By Sourish Bhattacharyya
THE WORDS ‘Sangiovese Bianco’ made me sit up and read the media release from Fratelli, a homegrown company with Italian ties and a wine portfolio that has found a growing band of loyal followers.
‘Sangiovese Bianco’, clearly, is an oxymoron. The name Sangiovese, which is used to describe the Italian workhorse grapes of a deep purple hue that are used to make Brunello di Montalcino, Super Tuscans and even the delicious dessert wine Vin Santo, is derived from the Latin root words sanguis and Jovis, which when combined mean ‘the blood of Jove’, the king of gods (or the Roman Indra). The name obviously has something to do with the colour of the deep red wine with hints of purple.
Now, isn’t making a white Sangiovese a waste of the grapes that go into it? The question comes immediately to one’s mind, especially after tasting the Sette 2010, an opulent blend of Sangiovese and Cabernet Sauvignon, which has all the hallmarks of the genius of Piero Masi, Tuscany’s master winemaker. But when you know the wine is from Fratelli, with Masi’s stamp on it, you have to sit up and take notice.

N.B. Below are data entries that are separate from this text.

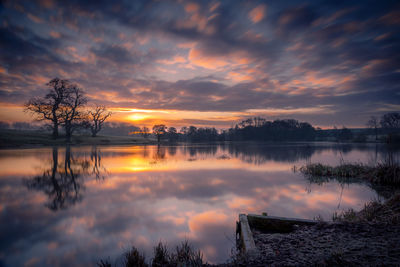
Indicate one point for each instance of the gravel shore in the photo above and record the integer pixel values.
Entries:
(330, 244)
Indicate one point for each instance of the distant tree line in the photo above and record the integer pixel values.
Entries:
(260, 129)
(256, 129)
(64, 105)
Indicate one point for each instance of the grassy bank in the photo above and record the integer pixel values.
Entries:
(17, 138)
(387, 213)
(183, 255)
(387, 173)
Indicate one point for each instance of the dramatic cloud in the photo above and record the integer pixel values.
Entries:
(199, 57)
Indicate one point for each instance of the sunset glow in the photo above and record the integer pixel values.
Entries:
(206, 63)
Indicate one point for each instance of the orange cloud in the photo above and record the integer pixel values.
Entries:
(257, 13)
(35, 18)
(175, 60)
(192, 7)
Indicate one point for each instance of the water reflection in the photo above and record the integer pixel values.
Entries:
(63, 181)
(109, 198)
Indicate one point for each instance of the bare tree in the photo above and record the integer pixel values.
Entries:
(72, 114)
(97, 117)
(391, 120)
(159, 130)
(47, 108)
(374, 124)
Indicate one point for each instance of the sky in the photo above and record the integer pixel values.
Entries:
(206, 63)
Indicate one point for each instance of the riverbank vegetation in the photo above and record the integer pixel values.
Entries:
(183, 255)
(373, 212)
(384, 173)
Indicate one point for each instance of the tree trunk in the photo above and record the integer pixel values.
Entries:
(68, 133)
(55, 130)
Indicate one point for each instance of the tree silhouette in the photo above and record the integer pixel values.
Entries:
(47, 108)
(159, 130)
(72, 114)
(374, 124)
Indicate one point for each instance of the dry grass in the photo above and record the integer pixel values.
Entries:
(184, 255)
(382, 173)
(375, 211)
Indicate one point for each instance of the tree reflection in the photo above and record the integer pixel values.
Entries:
(63, 182)
(99, 171)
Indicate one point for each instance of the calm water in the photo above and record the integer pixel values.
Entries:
(64, 206)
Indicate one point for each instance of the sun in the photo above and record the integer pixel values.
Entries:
(137, 117)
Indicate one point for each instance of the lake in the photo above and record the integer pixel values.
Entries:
(77, 205)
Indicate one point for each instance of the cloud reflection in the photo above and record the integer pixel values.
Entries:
(162, 201)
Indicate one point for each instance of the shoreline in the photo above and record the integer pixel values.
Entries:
(20, 139)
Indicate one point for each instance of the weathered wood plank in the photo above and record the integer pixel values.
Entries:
(246, 236)
(276, 224)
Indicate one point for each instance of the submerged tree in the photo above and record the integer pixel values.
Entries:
(72, 113)
(374, 124)
(62, 182)
(391, 121)
(159, 130)
(47, 108)
(97, 117)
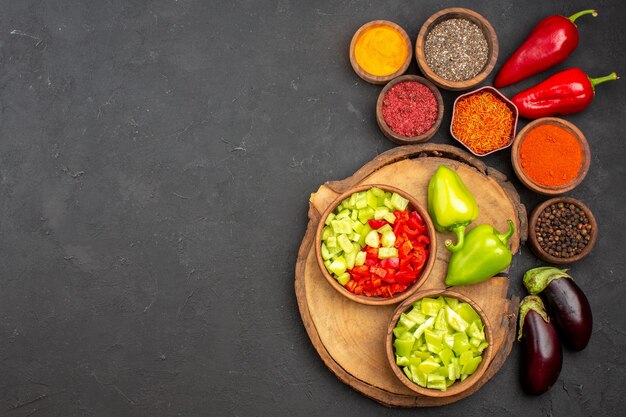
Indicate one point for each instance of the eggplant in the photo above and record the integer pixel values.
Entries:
(542, 356)
(567, 303)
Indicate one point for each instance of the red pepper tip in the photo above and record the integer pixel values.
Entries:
(575, 16)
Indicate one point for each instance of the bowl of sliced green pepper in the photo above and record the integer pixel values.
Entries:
(439, 343)
(375, 244)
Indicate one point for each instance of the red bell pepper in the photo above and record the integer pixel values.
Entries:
(388, 276)
(549, 43)
(565, 92)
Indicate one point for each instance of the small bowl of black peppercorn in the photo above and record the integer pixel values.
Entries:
(562, 230)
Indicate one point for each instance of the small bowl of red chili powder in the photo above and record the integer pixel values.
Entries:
(409, 110)
(484, 121)
(550, 156)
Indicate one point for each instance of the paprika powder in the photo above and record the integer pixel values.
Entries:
(410, 108)
(551, 155)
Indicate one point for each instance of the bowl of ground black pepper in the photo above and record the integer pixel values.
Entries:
(456, 49)
(562, 230)
(550, 156)
(409, 110)
(380, 50)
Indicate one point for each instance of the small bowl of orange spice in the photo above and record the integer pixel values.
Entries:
(380, 51)
(484, 121)
(550, 156)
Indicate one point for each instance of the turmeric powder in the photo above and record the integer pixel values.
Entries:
(381, 50)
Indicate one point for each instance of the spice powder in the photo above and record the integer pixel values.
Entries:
(551, 155)
(381, 50)
(482, 122)
(456, 49)
(410, 108)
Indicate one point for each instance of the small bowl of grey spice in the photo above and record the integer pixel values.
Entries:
(456, 49)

Masi, after all, has 40 years of winemaking experience behind him and he has brought them bear on the 60,000 Sangiovese vines that are being nurtured in Fratelli’s vineyards at Akluj in Maharashtra’s Solapur district, 170km south of the prosperous western city of Pune. And Fratelli (www.fratelliwines.in) has successfully powered the Indian equivalent of the Cal-Ital movement, which is what Californian winemakers, many of whom are of Italian ancestry, flagged off when they started to experiment with Italian grape varieties, starting with Sangiovese.
All grape juice is white. It’s extended contact with grape skins that imparts colour to red wine; when this contact is controlled, the result is a rose or a blush wine. To produce Sangiovese Bianco, according to the Fratelli media release, an innovation has been put in place to rule out any contact between the juice and grape skins. The MRP for the wine is Rs 695 in Maharashtra and Rs 850 in Delhi.

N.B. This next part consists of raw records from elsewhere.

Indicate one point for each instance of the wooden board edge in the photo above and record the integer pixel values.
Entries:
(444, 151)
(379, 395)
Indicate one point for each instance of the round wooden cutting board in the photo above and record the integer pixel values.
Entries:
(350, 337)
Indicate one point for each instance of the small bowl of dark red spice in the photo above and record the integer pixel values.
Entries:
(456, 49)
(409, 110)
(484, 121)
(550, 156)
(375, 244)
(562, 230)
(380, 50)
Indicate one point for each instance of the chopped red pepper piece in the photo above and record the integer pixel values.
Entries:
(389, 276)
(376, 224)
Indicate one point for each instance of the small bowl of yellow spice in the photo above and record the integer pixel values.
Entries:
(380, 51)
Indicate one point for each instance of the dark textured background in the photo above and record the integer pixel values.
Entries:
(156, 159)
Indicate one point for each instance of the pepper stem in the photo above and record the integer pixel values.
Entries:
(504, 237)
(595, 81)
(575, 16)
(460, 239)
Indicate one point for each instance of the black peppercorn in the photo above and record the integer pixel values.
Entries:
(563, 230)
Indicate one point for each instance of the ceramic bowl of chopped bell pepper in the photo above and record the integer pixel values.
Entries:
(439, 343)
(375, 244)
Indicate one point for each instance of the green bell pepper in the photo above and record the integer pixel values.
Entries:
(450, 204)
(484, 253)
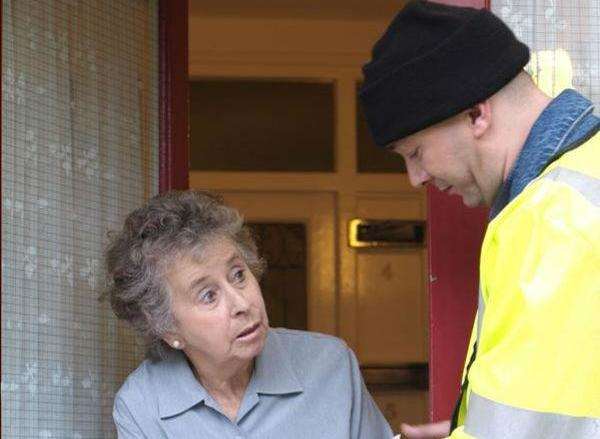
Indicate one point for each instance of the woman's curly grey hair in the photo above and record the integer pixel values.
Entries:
(153, 236)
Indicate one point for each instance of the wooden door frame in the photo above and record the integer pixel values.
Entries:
(173, 95)
(454, 242)
(454, 233)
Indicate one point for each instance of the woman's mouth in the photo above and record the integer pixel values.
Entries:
(249, 332)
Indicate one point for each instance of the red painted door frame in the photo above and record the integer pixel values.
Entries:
(454, 240)
(454, 232)
(173, 95)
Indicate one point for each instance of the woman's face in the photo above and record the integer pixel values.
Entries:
(218, 307)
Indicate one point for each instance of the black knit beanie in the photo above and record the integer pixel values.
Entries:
(433, 62)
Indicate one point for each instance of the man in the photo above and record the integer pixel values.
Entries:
(446, 89)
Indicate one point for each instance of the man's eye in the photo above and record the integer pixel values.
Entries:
(208, 296)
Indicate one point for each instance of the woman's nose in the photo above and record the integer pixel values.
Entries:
(416, 174)
(239, 302)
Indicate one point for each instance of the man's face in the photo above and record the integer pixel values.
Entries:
(444, 155)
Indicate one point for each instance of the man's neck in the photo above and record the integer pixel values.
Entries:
(518, 125)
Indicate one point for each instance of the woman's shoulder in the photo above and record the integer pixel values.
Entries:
(309, 346)
(146, 383)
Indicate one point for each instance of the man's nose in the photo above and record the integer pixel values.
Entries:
(416, 174)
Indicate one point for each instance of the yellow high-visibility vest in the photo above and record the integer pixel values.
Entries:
(537, 369)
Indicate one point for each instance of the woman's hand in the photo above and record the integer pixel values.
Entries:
(434, 430)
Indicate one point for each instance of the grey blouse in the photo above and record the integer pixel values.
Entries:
(304, 386)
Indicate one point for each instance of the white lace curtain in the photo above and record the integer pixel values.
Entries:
(79, 150)
(564, 36)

Masi, unsurprisingly, is ecstatic. “Typically grown on sandy and rocky soils, the Sangiovese grapes are strategically planted to avoid overexposure to the sun,” he is quoted as saying in the media release. “Such practice imparts delicate yet refined aromas of coconut and bougainvilleas. On the palate, hints of vanilla and violets along with a light body characterise this rare white wine. Fratelli has truly created an exceptional wine.”
The tasting notes convey a similar upbeat sentiment. “Floral and apple notes,” the tasting notes read. “It’s acidic and fresh but has a smooth and creamy body. In the summer, it will taste great with grilled fish, seafood, chicken and greens or pasta salads. In the winter, it will taste amazing with a mixed green salad of romaine, arugula, herbs and gorgonzola cheese, as well as grilled fish, seafood and chicken.”
You need to be brave to produce a rarest of rare white wine. Fratelli has shown it has got that something that you must have to take the market by storm.